Loading Tree…

Definition

The observed structure of a data set differs from the expected structure.

Explanation

There may be expectations about the technical structure of a data set such as the number of data records (e.g. cases, observational units, the rows in a data set), the number of data elements (e.g. variables, the columns in a data set). Deviations from expected data set structures are targeted by the indicators within this domain.

Example

For some data quality assessment, a study data set with 47 study variables is expected according to the provided metadata file. Yet, the study data set only contains 40 out of the 47 specified variables. This discrepancy is targeted by the indicator “Unexpected data elements” within the dimension “Structural data set error”.

Guidance

Issues within this domain may lead to incomplete or even erroneous data quality reports because the number of addressed data elements (e.g. variables) or data records (e.g. observational units) is not correct.

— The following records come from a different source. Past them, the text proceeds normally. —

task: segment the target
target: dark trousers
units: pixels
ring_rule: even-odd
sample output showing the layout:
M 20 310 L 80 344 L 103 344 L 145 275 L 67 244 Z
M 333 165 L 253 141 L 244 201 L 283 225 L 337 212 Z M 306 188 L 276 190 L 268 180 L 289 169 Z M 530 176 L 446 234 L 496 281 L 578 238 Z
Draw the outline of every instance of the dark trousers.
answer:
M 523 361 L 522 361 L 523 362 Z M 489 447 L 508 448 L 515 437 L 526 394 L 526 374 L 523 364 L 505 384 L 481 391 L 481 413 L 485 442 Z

A wrong number of data records may impair the validity all subsequently computed data quality indicators, while a mismatch of data elements selectively impedes the conduct of checks that are specifically related to some data element. Any issue must be corrected prior to further analyses.

Note: “Structural data set errors” only target deviations from an expected data set structure, while indicators within the data quality dimension completeness analyze missing codes within data-fields, while assuming a correct data set structure.

Literature

  • Lee K, Weiskopf N, Pathak J. A framework for data quality assessment in clinical research datasets. AMIA Annu Symp Proc 2017;2017:1080-9.

  • Kahn MG, Callahan TJ, Barnard J, et al. A Harmonized Data Quality Assessment Terminology and Framework for the Secondary Use of Electronic Health Record Data. EGEMS (Wash DC). 2016;4(1):1244.

  • Nonnemacher M, Nasseh D, Stausberg J. Datenqualität in der medizinischen Forschung: Leitlinie zum Adaptiven Datenmanagement in Kohortenstudien und Registern. Berlin: TMF e.V..; 2014.

  • Stausberg J, Bauer U, Nasseh D, et al. Indicators of data quality: review and requirements from the perspective of networked medical research MIBE 2019;15(1):1-8.